Last night Zak and I hosted a workshop on how young people can kick butt and gain influence in the workplace. We not only discussed how young employees can add value to their companies, but also how as a young employee you can get the most value out of your early career.
I’ve witnessed a lot of young people start a new job and completely focus on following their given job description word for word. This is not necessarily the worst thing in the world. You certainly should be focused on doing your specific job as well as you can and exceed expectations. However while entering the workforce full-time or starting that first internship, you should view your start to a professional career as a chance to explore what you do and perhaps more importantly what you don’t like.
This discovery process can take various forms.
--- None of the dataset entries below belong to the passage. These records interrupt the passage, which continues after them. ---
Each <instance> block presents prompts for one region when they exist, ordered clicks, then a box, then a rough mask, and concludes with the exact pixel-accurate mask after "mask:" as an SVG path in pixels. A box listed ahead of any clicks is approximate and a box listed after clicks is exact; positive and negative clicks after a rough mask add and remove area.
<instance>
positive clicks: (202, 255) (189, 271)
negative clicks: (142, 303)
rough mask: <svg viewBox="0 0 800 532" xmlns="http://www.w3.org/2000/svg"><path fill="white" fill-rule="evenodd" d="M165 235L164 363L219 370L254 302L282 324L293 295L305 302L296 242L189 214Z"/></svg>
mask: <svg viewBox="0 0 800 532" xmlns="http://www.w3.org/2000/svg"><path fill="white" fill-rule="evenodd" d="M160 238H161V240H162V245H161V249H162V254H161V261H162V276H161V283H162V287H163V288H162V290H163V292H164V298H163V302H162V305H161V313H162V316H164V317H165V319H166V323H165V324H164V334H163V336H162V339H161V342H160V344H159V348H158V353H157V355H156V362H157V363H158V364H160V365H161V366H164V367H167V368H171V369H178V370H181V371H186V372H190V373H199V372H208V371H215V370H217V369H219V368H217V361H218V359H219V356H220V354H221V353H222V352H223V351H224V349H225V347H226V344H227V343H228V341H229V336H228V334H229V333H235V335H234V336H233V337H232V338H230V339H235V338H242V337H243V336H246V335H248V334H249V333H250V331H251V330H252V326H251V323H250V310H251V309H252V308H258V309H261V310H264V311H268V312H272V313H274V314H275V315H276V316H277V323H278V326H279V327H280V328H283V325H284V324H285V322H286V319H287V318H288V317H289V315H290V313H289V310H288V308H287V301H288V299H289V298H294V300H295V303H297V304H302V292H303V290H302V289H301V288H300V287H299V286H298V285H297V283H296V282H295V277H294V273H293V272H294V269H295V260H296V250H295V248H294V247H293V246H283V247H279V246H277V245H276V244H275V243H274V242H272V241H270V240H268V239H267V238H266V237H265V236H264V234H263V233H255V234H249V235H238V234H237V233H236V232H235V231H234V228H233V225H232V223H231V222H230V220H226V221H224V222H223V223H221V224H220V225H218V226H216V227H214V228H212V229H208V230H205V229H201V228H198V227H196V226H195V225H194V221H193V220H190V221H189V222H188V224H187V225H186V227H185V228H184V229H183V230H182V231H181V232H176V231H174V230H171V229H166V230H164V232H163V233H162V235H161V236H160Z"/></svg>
If you’re working in sales, offer the head of the marketing department additional support with social media engagement. Better yet, don’t ask someone’s permission. Identify opportunities for growth for your company and use your evenings and weekends to come up with a plan to capture that growth. Be able to identify opportunities and take advantage of them is the principle of entrepreneurship whether it involves starting a new business or working within an existing one.
In my first job out of college I did not focus on this nearly enough, but the opportunities I did take advantage of paid off. I was able to move into a position I had much more passion for and earn a promotion early in my career. more importantly, developing this vision over the last few years has helped me consistently move closer to doing work that I love.
If you’re early about to start that summer internship in a few months or about to leave college to enter the workforce full-time, don’t just fill your job description. Take advantage of new experiences and gain insight and skills that will help launch your professional life.